Não está ainda de facto tão bem esclarecido como o processo a que chamamos vida. Isso é verdade. No caso da vida, para onde quer que olhemos somos capazes já de dizer o que é que aquela célula esta a fazer e porque. No caso dos neurónios não. A sinapse é a unidade básica do pensamento, é como um interruptor especial nos circuitos. Mas são milhares de interruptores por circuito, e milhares de circuitos, todos ligados uns aos outros e ao corpo e alguns ainda ao exterior. Produzem químicos, criam potenciais eléctricos e são microscópicos. E em vez de ser num plano, como numa placa de computador, é num volume a 3D. É a confusão total para saber o que se esta a passar a cada milímetro cúbico e no geral.

Mas que são aquilo que nós somos são. Destruam alguns e haverá consequências. Consequências naquilo que nós somos.
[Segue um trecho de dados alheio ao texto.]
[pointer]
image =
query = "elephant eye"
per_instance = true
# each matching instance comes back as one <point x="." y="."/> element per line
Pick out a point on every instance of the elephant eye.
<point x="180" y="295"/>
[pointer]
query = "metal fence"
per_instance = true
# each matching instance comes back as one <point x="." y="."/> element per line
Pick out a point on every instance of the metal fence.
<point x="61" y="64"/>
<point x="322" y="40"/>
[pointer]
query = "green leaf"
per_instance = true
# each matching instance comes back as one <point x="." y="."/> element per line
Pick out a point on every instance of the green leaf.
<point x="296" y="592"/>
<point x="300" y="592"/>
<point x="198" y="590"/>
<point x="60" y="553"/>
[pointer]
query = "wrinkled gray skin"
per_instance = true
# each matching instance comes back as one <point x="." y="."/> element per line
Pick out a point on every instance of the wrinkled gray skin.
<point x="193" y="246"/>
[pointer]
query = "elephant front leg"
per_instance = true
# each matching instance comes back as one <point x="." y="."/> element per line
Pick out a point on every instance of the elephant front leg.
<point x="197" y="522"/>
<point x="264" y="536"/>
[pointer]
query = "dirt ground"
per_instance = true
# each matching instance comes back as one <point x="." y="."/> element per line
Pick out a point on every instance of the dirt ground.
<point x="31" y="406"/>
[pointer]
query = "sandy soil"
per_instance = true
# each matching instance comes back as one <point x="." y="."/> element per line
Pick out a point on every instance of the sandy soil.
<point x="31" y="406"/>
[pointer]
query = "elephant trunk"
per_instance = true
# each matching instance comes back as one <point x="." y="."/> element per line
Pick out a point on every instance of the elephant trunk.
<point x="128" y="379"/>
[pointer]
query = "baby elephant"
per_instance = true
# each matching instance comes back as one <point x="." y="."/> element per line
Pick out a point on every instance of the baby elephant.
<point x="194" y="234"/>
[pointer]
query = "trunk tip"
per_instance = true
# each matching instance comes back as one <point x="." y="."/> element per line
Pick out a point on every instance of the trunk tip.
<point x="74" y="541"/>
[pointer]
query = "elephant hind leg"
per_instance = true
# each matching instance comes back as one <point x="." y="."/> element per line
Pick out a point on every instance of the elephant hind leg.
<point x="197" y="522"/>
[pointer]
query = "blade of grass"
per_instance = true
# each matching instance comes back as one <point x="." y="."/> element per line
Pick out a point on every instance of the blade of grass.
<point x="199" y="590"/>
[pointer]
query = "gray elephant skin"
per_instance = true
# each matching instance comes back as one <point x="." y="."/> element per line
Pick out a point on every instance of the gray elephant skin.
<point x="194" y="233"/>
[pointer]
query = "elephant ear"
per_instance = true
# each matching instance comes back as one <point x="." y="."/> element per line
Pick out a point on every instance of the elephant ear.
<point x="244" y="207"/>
A personalidade e a inteligência mudam.

Agora, descrever  o cérebro a partir do neurónio é como descrever uma musica a partir da sequência de zeros e uns do CD. É preciso por a coisa a funcionar para saber realmente como é. Ou então emular o processo. Por apenas soma das partes não chegamos la.
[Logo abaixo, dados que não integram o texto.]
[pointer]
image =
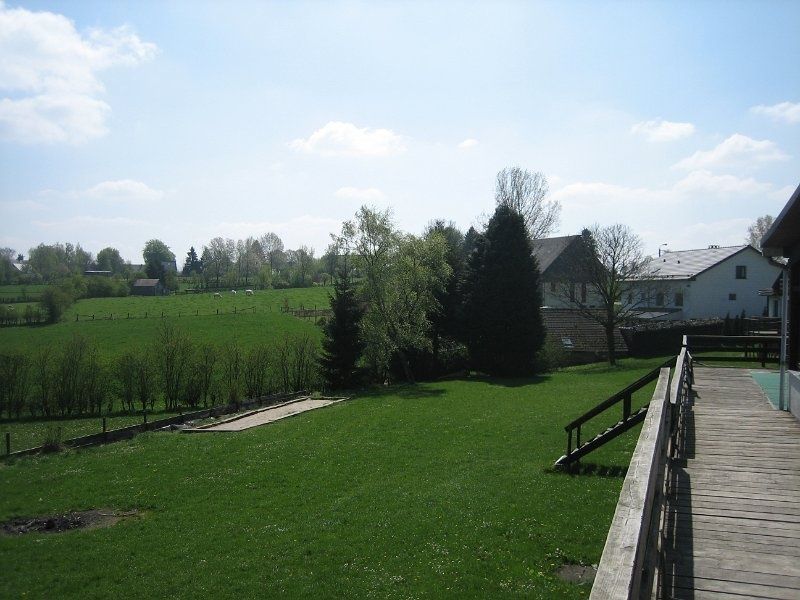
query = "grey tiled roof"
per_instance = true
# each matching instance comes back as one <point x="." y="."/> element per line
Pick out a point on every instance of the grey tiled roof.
<point x="548" y="249"/>
<point x="684" y="264"/>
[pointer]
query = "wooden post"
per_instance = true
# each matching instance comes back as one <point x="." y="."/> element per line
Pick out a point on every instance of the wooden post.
<point x="569" y="442"/>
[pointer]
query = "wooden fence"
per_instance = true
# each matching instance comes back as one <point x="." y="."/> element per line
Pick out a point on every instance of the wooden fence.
<point x="125" y="433"/>
<point x="629" y="562"/>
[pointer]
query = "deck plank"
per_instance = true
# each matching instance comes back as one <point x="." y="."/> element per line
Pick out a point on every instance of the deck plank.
<point x="731" y="521"/>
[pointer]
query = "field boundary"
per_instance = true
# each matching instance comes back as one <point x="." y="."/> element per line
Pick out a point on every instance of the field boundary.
<point x="126" y="433"/>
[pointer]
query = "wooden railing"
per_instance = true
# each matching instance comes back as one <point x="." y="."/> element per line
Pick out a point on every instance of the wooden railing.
<point x="763" y="348"/>
<point x="629" y="561"/>
<point x="623" y="396"/>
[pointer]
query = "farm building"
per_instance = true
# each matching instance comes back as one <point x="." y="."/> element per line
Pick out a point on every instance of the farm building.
<point x="583" y="339"/>
<point x="557" y="258"/>
<point x="709" y="282"/>
<point x="148" y="287"/>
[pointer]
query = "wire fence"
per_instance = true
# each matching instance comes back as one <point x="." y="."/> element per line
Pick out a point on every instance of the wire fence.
<point x="124" y="316"/>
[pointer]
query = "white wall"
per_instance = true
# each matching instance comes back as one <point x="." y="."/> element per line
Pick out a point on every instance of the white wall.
<point x="707" y="296"/>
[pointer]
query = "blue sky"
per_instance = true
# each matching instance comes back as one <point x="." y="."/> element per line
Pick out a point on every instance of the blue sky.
<point x="120" y="122"/>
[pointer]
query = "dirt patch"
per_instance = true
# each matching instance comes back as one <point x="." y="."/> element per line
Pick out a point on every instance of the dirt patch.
<point x="579" y="574"/>
<point x="86" y="519"/>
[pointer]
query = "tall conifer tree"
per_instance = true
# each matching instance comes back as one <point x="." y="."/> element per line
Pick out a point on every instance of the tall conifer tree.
<point x="503" y="323"/>
<point x="342" y="346"/>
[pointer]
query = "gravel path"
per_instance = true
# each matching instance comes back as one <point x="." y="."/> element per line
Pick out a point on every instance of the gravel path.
<point x="268" y="415"/>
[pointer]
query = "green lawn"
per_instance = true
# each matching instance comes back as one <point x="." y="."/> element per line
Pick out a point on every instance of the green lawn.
<point x="439" y="489"/>
<point x="114" y="336"/>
PS: as ideias aqui exprimidas são um apanhado de vários livro que incluem o "conscienciousness explained" do Dennett e o "Sentimento de Si" do neurologista português António Damásio. Para quem tiver tempo, claro que aconselho uma leitura do GEB do Douglas Horfstadter. É um livro sobre inteligência artificial, sobre consciência e sobre a mente, que esta preocupado em explicar da maneira mais lenta (mas mais divertida) cada pormenor implicado nestes assuntos. Poderá no entanto acabar o livro com a sensação que está mais inteligente que antes, mas que ainda sabe menos o que isso significa do que quando começou. :)

3 comentários:

alfredo dinis disse...

Caro João,

Nada tenho a opor ao que diz sobre a mente como propriedade emergente da actividade neuronal.

Neurocientistas como Damásio (numa entrevista) e Kristoph Koch (na obra The Quest for Consciounsness) afirmam que as neurociências não implicam a impossibilidade de acreditar em Deus. Koch vai ainda mais longe, e aceita a possibilidade da imortalidade humana.

Cordiais saudações,

Alfredo Dinis

João disse...

Alfredo Dinis:

Naturalmente que uma das areas que ainda tem mais por saber não pode implicar que deus não existe.

Mas o que ja se sabe sugere fortemente que deus não tem intervenção no processo.

E no contexto de toda a ciencia humana, não apenas das neurociencias, esta conclusão torna acreditar em deus um acto de fé e não uma escolha racional.

Um cientista pode acreditar em deus porque ninguem o proibe.

Mas deus não apresentar nenhuma distinção da sua existencia em nada do que se conhece significa que a suposição da sua existencia é uma hipotese mais fraca. Tão mais fraca quanto mais nós soubermos e mais deus se disser omnipresente, justo, etc.

Não ha intencionalidade no universo é a prova que não há deus.

A unica intencionalidade que se encontra é a de origem natural, biologica e está quase resumida à especie humana.

Se deus não tem intencionalidade por mim tudo bem, ele existe. Mas não é nada omnipotente ou bom ou justo. É o cosmos e pronto. Inerte do ponto de vista emocional.

João disse...

Cientistas que acreditam em deus seguem este raciocinio mas chegam a conclusões diferentes.

Nomeadamente o "Fine Tuning" aparece-lhes como evidencia de intenção no universo.

Mas para uma maioria isso é um erro de interpretação e de ponto de vista.